I have a JSON value
{
"test": {
"userId": 77777,
"sectionScores": [
{
"id": 2,
"score": 244,
},
{
"id": 1,
"score": 212
}
]
}
}
NOTE : the order of sectionScores vary.
id 1 represent sectionname1 and id 2 represent sectionname2 and id 3 represent sectionname3
Maximum 4 sections it may return. It may also return 2 sections.
i have a redshift table
create table stage.poc1(
user_id bigint ,
json_data super
)
from where i write the flatten query and insert into the target table
select user_id, json_data.test[0] ... I dont know how to write
create table target.poc
{
user_id bigint,
sectionname1_score int,
sectionname2_score int,
sectionname3_score int,
sectionname4_score int
}
insert into target.poc
select user_id, json_data.test[0].score as sectionname1_score
... I dont know how to place the value dynamically
thanks in advance
Made a few assumptions but this should get you started.
First note that when working with supers that have uppercase letters you need to enable case sensitivity in Redshift and double quote any names that have uppercase letters.
The easiest way to work with this is to directly convert your json strings to super. Then unnest the arrays into additional rows - see: https://docs.aws.amazon.com/redshift/latest/dg/query-super.html
Below I have a sample SQL that will creates some test data in a CTE (with clause) and then unnests it and splits the values out into the columns you want. Group by and SUM() then aggregates the rows down to the desired result.

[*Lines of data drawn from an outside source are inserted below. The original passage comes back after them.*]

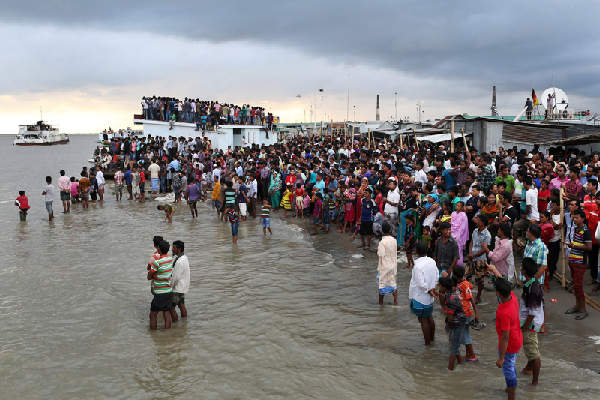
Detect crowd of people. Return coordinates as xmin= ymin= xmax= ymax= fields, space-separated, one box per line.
xmin=141 ymin=96 xmax=273 ymax=130
xmin=16 ymin=130 xmax=600 ymax=397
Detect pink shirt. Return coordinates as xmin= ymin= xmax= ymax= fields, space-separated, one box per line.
xmin=548 ymin=176 xmax=569 ymax=190
xmin=488 ymin=239 xmax=512 ymax=276
xmin=71 ymin=182 xmax=79 ymax=196
xmin=58 ymin=176 xmax=71 ymax=191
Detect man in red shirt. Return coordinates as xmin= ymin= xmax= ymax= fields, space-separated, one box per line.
xmin=488 ymin=272 xmax=523 ymax=400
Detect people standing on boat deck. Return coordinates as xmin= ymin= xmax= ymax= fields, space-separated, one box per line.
xmin=58 ymin=169 xmax=71 ymax=214
xmin=96 ymin=168 xmax=106 ymax=203
xmin=171 ymin=240 xmax=190 ymax=322
xmin=42 ymin=176 xmax=54 ymax=221
xmin=15 ymin=190 xmax=29 ymax=221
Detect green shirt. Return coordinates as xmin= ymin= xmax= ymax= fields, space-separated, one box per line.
xmin=495 ymin=175 xmax=515 ymax=192
xmin=150 ymin=254 xmax=173 ymax=294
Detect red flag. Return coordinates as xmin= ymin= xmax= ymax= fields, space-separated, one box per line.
xmin=531 ymin=88 xmax=540 ymax=106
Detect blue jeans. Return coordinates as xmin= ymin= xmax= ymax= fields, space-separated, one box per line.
xmin=498 ymin=350 xmax=519 ymax=388
xmin=461 ymin=316 xmax=473 ymax=346
xmin=446 ymin=325 xmax=465 ymax=356
xmin=396 ymin=210 xmax=412 ymax=246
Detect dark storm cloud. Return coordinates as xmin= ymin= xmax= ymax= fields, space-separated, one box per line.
xmin=0 ymin=0 xmax=600 ymax=97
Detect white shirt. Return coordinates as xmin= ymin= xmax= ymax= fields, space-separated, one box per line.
xmin=415 ymin=169 xmax=427 ymax=185
xmin=383 ymin=188 xmax=400 ymax=214
xmin=171 ymin=254 xmax=190 ymax=293
xmin=408 ymin=257 xmax=440 ymax=306
xmin=525 ymin=187 xmax=540 ymax=221
xmin=96 ymin=170 xmax=106 ymax=186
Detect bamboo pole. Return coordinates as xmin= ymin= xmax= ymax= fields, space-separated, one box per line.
xmin=450 ymin=120 xmax=454 ymax=153
xmin=460 ymin=128 xmax=469 ymax=152
xmin=560 ymin=186 xmax=567 ymax=289
xmin=413 ymin=128 xmax=419 ymax=150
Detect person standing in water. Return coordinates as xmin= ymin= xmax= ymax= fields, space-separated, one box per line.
xmin=42 ymin=176 xmax=54 ymax=221
xmin=171 ymin=240 xmax=190 ymax=322
xmin=148 ymin=240 xmax=173 ymax=330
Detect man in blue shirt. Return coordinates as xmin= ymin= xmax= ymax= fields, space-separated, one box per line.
xmin=315 ymin=173 xmax=325 ymax=194
xmin=442 ymin=160 xmax=458 ymax=192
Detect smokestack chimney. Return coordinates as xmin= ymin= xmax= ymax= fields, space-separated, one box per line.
xmin=492 ymin=86 xmax=498 ymax=117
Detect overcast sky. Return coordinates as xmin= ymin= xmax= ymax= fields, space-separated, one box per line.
xmin=0 ymin=0 xmax=600 ymax=133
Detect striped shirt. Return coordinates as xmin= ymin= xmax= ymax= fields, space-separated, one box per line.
xmin=569 ymin=225 xmax=592 ymax=264
xmin=260 ymin=206 xmax=271 ymax=218
xmin=150 ymin=254 xmax=173 ymax=294
xmin=114 ymin=171 xmax=125 ymax=185
xmin=225 ymin=210 xmax=240 ymax=224
xmin=519 ymin=238 xmax=548 ymax=284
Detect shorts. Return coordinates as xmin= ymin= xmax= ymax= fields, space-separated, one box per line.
xmin=460 ymin=315 xmax=473 ymax=346
xmin=498 ymin=350 xmax=519 ymax=388
xmin=410 ymin=299 xmax=433 ymax=318
xmin=171 ymin=292 xmax=185 ymax=308
xmin=150 ymin=292 xmax=173 ymax=312
xmin=523 ymin=329 xmax=540 ymax=361
xmin=446 ymin=325 xmax=466 ymax=356
xmin=358 ymin=221 xmax=373 ymax=236
xmin=467 ymin=260 xmax=487 ymax=285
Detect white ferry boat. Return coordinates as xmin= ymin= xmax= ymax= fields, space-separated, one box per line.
xmin=13 ymin=121 xmax=69 ymax=146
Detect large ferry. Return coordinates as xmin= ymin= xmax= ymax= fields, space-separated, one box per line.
xmin=13 ymin=121 xmax=69 ymax=146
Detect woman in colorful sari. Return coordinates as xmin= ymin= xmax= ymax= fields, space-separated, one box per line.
xmin=450 ymin=201 xmax=469 ymax=266
xmin=269 ymin=169 xmax=281 ymax=212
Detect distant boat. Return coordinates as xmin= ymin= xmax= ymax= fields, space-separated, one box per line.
xmin=13 ymin=121 xmax=69 ymax=146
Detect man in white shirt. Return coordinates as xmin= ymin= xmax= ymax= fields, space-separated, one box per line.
xmin=408 ymin=240 xmax=439 ymax=346
xmin=171 ymin=240 xmax=190 ymax=322
xmin=382 ymin=180 xmax=400 ymax=236
xmin=96 ymin=168 xmax=106 ymax=203
xmin=415 ymin=161 xmax=427 ymax=186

SET enable_case_sensitive_identifier TO true;
with data as (
select
json_parse('{
"test": {
"userId": 55555,
"sectionScores": [
{
"id": 2,
"score": 544
},
{
"id": 1,
"score": 512
},
{
"id": 3,
"score": 544
},
{
"id": 4,
"score": 412
}
]
}
}') sp
union all
select
json_parse('{
"test": {
"userId": 77777,
"sectionScores": [
{
"id": 2,
"score": 244
},
{
"id": 1,
"score": 212
}
]
}
}') sp
union all
select
json_parse('{
"test": {
"userId": 66666,
"sectionScores": [
{
"id": 2,
"score": 644
},
{
"id": 1,
"score": 612
},
{
"id": 3,
"score": 612
}
]
}
}') sp
)
select d.sp.test."userId" as user_id,
sum(decode(ss.id,1,ss.score)) as sectionname1_score,
sum(decode(ss.id,2,ss.score)) as sectionname2_score,
sum(decode(ss.id,3,ss.score)) as sectionname3_score,
sum(decode(ss.id,4,ss.score)) as sectionname4_score
from data d, d.sp.test."sectionScores" ss
group by user_id
order by user_id;
The exact table definitions you have aren't completely clear but from here you should be able to make it look as you need.